- Lo inconfesable
- El País, 1983-03-03 # Fernando Savater
El prestigio perverso de la homosexualidad aún sigue siendo un instrumento eficaz para descalificar públicamente al oponente político o al rival, por muchos aires de hombre de mundo que se dé el censor. Hace poco me contaba una señora que había oído en la peluquería que la esposa de un alto cargo gubernamental "tiene una amiga". Me apresuré a condolerme de la escasa sociabilidad de esa dama, que sólo cuenta con una persona de su cariñosa confianza, pero la señora informante aclaró: "No, no, es una amiga de ésas". ¿Se pretende con tales rumores liberalizar las costumbres o cargarse al marido de la calumniada, contaminado por la supuesta abominación de su esposa? La respuesta no parece ofrecer dudas. De ahí que casi agradezcamos la sinceridad escandalizada y pacata con que la portada del crecientemente derechista Abc acogió la visita a una instancia gubernametal de representantes de movimientos homosexuales, o las acusaciones del portavoz de Alianza Popular al señor Calviño, a quien, entre otros; males reales o imaginarios, se le acusaba de haber puesto TVE al servicio de la homosexualidad militante por cierta entrevista de Buenas noches. En estos casos ya sabemos sin rebozo a qué atenernos y por qué frente a la amenaza de tales liberales, cualquier izquierda presente es mejor.

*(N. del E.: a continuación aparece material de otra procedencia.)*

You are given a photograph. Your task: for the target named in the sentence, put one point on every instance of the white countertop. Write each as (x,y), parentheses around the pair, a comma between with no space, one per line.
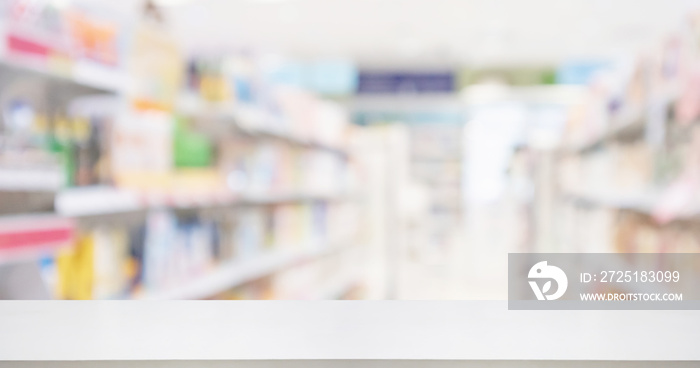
(212,330)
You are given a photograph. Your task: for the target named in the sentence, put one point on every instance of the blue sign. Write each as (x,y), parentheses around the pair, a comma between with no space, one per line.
(406,82)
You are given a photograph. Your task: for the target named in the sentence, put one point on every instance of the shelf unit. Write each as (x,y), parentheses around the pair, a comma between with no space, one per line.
(239,272)
(251,121)
(74,205)
(29,237)
(631,124)
(100,201)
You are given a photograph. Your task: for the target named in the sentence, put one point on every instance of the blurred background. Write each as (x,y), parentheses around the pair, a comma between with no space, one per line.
(338,149)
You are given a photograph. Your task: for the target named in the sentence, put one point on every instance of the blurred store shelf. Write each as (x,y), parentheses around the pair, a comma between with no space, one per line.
(95,201)
(31,180)
(254,122)
(31,237)
(81,77)
(339,287)
(629,124)
(242,271)
(639,203)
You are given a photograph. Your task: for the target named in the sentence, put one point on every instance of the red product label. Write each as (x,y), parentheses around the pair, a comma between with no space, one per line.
(29,238)
(24,46)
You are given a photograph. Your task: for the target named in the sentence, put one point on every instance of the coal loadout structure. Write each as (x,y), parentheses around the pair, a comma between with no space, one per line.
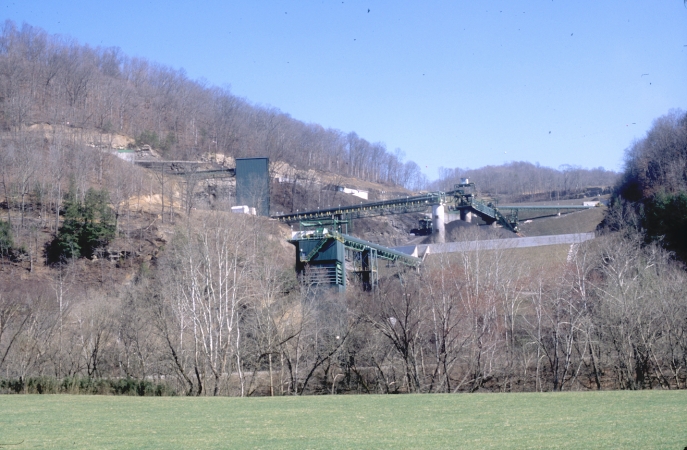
(321,245)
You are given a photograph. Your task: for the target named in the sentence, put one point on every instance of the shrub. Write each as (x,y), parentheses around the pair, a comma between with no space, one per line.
(6,242)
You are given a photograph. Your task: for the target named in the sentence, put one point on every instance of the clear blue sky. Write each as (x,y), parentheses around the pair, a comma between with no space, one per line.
(451,83)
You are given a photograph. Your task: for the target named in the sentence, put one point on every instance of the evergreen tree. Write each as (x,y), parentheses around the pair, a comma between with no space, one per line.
(87,225)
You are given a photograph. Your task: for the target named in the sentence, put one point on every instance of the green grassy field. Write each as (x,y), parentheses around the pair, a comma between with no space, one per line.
(645,419)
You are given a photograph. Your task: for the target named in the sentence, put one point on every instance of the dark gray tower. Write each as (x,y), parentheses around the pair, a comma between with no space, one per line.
(253,184)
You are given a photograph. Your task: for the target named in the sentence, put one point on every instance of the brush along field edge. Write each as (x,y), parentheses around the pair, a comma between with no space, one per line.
(618,419)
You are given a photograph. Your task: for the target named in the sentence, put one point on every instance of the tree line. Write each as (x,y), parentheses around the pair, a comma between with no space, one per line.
(523,181)
(52,79)
(651,196)
(222,313)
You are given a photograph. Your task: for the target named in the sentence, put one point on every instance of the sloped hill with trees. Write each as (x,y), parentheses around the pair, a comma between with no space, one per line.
(55,80)
(147,294)
(652,193)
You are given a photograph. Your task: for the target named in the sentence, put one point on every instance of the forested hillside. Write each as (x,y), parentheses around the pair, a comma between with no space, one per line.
(119,279)
(652,194)
(55,80)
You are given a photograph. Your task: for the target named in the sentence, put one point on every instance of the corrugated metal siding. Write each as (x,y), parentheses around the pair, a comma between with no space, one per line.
(253,184)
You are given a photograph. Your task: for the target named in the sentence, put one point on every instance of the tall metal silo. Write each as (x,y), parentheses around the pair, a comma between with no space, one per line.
(253,184)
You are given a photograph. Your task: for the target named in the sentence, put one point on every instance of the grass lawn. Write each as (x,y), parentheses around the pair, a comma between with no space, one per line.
(589,420)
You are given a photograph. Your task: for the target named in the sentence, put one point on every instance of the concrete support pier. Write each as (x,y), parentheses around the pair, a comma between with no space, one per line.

Recientemente, una editorial donostiarra decidió sacar un libro sobre grandes maestros de la cocina vasca, que debería ir ilustrado con fotografías de las más suculentas especialidades de cada artista. Pues bien, cuando se envió el fotógrafo -un excelente profesional- a retratar los platos, el editor recibió la queja de varios de los ilustres cocineros, que pretendían ponerle su veto porque "habían oído decir" que era marica. Si un rumor así puede poner en peligro el trabajo de un fotógrafo, cuenten qué no pasará con un gobernador o un director general. Y no digamos con un maestro o con un teniente coronel. Lo grave es que todavía haya costumbres inconfesables y amores que no se atreven a decir su nombre. La homosexualidad en este país aún se debate en la fase de la militancia aguerrida y no se la acepta con naturalidad más que en los ámbitos artísticos.
El auténtico cambio -en el sentido más importante de la palabra, que por supuesto no es político, sino social- no llegará hasta que ya nadie pueda ser descalificado por homosexual, lo mismo que nadie es descalificado por bibliófilo o por panteísta. ¿Cuándo sonará el día en que la biografía televisada de los nuevos ministros, junto a sus más o menos estereotipadas aficiones a Mozart o a Antonio Machado, incluya desenfadadas referencias al gusto por algún joven etíope o por cierto deslumbrante actor de moda? Entre tanto, será crítica legítima la que se ocupe de malversaciones o abusos de poder en un cargo público, y cochina reacción la que se entretenga en las preferencias sexuales de quien lo ocupa.